— Ну, хорошо, хорошо, — успокоил голос. — Но кто виноват в том, что тебе так хочется убить? Разве ты виноват в том, что рожден таким? Разве ты выбирал быть таким?
— Нет, — подумав, согласился Ли-Вань.
— Вот и не вини себя. И не убивай никого. Просто притворись, что ты убил. Если ты притворишься, что ж за беда? Ты же не сделаешь никому зла?
— Не сделаю, — неуверенно согласился Ли-Вань.
— Ну вот, — ласково сказал голос, — убей понарошку. Убей, соединившись в мыслях с той небесной справедливостью, которая сама приговорит несущего в мир зло человека к смерти.
— Но мне самому при этом не надо будет убивать? — спросил Ли-Вань.
— Нет, нет, ты будешь ни при чем, — мягко объяснил голос, — все, что тебе надо будет сделать, это просто подчиниться всеобщему закону, дхарме. Всеобщий закон, как ты знаешь, и карает, и одаривает. Это ведь путь Будды — не спорить с порядком вещей, не так ли? Ты же не бросишься останавливать морской прилив, который тянет Луна, и не захочешь остановить разлив реки в сезон дождей? Нет, ты сядешь в лодку, и, воспользовавшись приливом, поплывешь быстро там, где раньше шел посуху медленно. И если всеобщий закон решит покарать какого-нибудь человека за творимое им зло, разве тебе не разумно будет, узнав об этом, прочувствовать эту кару как справедливую, насладиться смертью злодея и тем самым удовлетворить свою страсть?

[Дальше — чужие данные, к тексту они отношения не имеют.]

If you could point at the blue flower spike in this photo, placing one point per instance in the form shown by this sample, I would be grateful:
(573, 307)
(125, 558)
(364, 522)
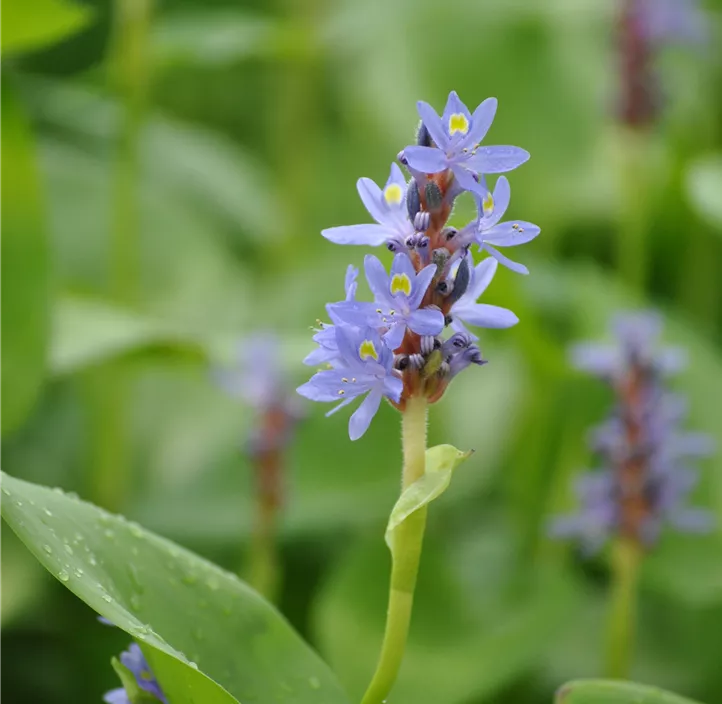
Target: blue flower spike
(396, 346)
(645, 478)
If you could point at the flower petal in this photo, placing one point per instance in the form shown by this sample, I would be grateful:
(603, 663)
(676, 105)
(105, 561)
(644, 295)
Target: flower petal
(421, 283)
(465, 179)
(428, 160)
(497, 160)
(485, 316)
(508, 263)
(481, 122)
(372, 198)
(511, 234)
(433, 124)
(426, 321)
(454, 106)
(370, 235)
(395, 335)
(359, 422)
(377, 278)
(480, 279)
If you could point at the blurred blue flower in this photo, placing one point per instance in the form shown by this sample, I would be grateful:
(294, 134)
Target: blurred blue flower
(489, 233)
(672, 21)
(134, 660)
(387, 207)
(645, 478)
(457, 136)
(397, 297)
(364, 366)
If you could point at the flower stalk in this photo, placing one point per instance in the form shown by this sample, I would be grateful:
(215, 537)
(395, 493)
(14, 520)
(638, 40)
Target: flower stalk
(621, 623)
(408, 541)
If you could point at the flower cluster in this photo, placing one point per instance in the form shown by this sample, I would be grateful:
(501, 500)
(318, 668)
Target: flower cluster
(394, 346)
(645, 27)
(134, 660)
(645, 478)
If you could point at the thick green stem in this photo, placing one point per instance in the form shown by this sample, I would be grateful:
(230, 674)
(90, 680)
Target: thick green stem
(633, 244)
(264, 570)
(129, 66)
(408, 540)
(621, 624)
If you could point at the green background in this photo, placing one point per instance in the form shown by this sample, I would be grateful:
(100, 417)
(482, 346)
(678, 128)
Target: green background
(165, 175)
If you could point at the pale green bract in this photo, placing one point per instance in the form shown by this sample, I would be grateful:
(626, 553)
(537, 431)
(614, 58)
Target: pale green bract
(206, 635)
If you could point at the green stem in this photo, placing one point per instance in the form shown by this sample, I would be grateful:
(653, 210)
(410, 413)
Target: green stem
(626, 558)
(408, 541)
(633, 242)
(264, 571)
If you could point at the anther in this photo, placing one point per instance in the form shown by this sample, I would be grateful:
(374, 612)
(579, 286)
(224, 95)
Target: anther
(427, 344)
(401, 361)
(434, 196)
(416, 361)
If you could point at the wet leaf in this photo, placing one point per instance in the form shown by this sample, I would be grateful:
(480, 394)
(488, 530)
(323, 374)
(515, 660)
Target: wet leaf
(207, 636)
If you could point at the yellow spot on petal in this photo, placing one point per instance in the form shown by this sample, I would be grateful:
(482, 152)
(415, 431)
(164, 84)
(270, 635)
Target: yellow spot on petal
(393, 194)
(368, 349)
(458, 123)
(488, 204)
(401, 283)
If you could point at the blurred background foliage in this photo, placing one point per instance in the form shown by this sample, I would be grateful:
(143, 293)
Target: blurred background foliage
(166, 170)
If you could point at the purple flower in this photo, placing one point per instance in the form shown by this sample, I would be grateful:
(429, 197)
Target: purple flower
(257, 377)
(134, 660)
(397, 297)
(645, 480)
(467, 310)
(387, 207)
(364, 366)
(457, 136)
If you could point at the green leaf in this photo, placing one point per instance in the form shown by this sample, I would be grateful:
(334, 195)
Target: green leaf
(704, 186)
(131, 686)
(471, 633)
(31, 24)
(23, 265)
(441, 461)
(207, 636)
(609, 692)
(87, 332)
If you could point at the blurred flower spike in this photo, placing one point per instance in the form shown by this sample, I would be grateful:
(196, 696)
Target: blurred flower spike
(134, 661)
(645, 479)
(395, 346)
(259, 380)
(645, 27)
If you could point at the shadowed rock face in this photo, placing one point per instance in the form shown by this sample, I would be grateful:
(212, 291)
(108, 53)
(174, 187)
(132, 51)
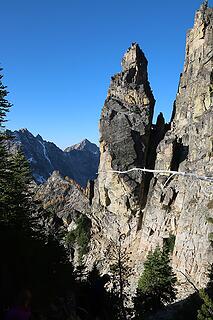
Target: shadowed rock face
(125, 128)
(180, 207)
(127, 113)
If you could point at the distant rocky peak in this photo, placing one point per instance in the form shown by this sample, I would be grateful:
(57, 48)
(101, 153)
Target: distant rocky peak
(133, 58)
(38, 137)
(84, 145)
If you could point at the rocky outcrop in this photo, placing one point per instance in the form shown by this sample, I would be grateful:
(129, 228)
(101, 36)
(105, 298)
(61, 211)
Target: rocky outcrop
(79, 162)
(181, 208)
(150, 210)
(125, 128)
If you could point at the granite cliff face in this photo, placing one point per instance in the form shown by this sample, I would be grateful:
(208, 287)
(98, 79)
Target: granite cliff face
(150, 209)
(79, 162)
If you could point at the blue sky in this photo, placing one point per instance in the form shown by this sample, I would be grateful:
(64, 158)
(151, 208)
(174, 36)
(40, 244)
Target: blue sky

— Я не знаю, — беспомощно сказал Ли-Вань, — ты путаешь меня! Мне важно одно: чтобы я не убил…
— Забудь об этом, ты не убьешь, — пообещал голос, — подумай лучше еще вот о чем: что делает одного человека хорошим и добрым, а другого злым и дурным? Ведь одним быть добрее легче, чем другим, — тебе ли этого не знать? И вот есть люди, призванные сливаться в единое с благим созиданием, которое производит мироздание, и есть люди, которые призваны сливаться в единое с благим разрушением, которое оно производит. Созидание и разрушение — части одного. Важно лишь, чтобы люди не думали, что это они творят созидание и разрушение. Важно внутренне слиться с тем, что творит мироздание, и что из этого ближе тебе.
— Я не понимаю, — в отчаянии прошептал Ли-Вань.

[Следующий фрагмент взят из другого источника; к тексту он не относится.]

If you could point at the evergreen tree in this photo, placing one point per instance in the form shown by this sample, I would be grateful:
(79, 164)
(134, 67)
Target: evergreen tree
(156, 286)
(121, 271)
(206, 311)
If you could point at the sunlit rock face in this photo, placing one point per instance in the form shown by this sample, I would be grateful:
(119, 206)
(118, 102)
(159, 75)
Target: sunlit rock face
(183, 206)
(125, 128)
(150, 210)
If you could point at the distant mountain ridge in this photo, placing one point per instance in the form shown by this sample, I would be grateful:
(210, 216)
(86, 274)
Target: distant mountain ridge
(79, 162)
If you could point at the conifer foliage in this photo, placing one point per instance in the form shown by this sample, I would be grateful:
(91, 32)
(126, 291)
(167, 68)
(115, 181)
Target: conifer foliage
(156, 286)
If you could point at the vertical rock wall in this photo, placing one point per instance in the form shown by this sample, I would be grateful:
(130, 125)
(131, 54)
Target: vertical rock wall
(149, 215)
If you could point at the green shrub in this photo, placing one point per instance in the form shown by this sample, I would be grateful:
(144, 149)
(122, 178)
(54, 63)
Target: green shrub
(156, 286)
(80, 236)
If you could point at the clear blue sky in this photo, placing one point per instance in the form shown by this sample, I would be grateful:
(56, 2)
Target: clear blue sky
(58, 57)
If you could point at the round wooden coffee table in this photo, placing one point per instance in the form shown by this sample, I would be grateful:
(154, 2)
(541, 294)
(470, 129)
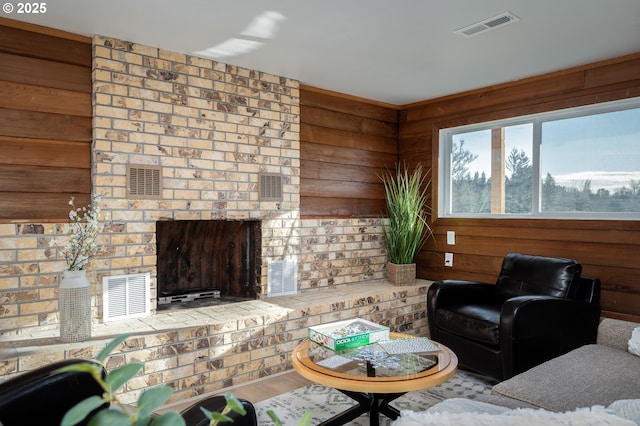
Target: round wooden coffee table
(372, 388)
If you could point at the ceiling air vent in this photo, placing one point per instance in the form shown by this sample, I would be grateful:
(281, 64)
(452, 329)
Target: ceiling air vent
(270, 186)
(144, 181)
(488, 24)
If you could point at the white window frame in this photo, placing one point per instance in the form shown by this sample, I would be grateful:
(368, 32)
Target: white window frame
(445, 162)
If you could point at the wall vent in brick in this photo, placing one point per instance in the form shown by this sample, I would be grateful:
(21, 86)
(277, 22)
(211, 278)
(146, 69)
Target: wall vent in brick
(144, 181)
(126, 296)
(270, 186)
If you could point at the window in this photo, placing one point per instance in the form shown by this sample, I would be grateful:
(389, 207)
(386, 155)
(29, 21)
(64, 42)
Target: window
(577, 163)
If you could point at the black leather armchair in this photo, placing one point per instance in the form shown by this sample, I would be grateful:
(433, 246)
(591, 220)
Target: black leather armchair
(43, 396)
(539, 308)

— Оглянись вокруг, — сказал голос, — никто не скажет, что природа зла, потому что создала тех, кто помогает ей убивать и убирать с земли то, что умерло. И те, кто едят трупы, творят красоту, потому что некрасиво, когда вокруг лежит падаль. Тот же, кто внутри себя соединяется с самой природой и разделяет в ней это ее стремление к красоте, сам красив. И вот, не кори себя за то, что ты родился Падальщиком. Сам не убивай никого, но кормись справедливой карой, наложенной на других мирозданием. Вот твой путь.
— Но ведь, — прошептал Ли-Вань совсем тихо в третий раз, — если я тебя послушаю, я никого не убью?
— Никого, — так же тихо прошептал в ответ голос, — ты просто ощутишь радость от смерти другого — ту сладость, которую чувствует падальщик. И эта сладость будет полезна мирозданию.
— И я это сделаю всего один раз? И потом буду свободен?
— Конечно, — еще тише сказал голос, — ты не первый и не последний, кто спасается темным путем. Каждый должен в своей жизни хоть раз побыть Падальщиком. Тебе просто это ближе, чем другим.
На утренней молитве после разговора с Голосом, Ли-Вань, не вполне уверенный в том, с кем он беседовал ночью, тем не менее, попросил Будду дать ему возможность отдаться своей страсти и ощутить радость от чьей-нибудь смерти, справедливо наложенной мирозданием, — с тем, однако, чтобы он, Ли-Вань, не был причиной этой смерти.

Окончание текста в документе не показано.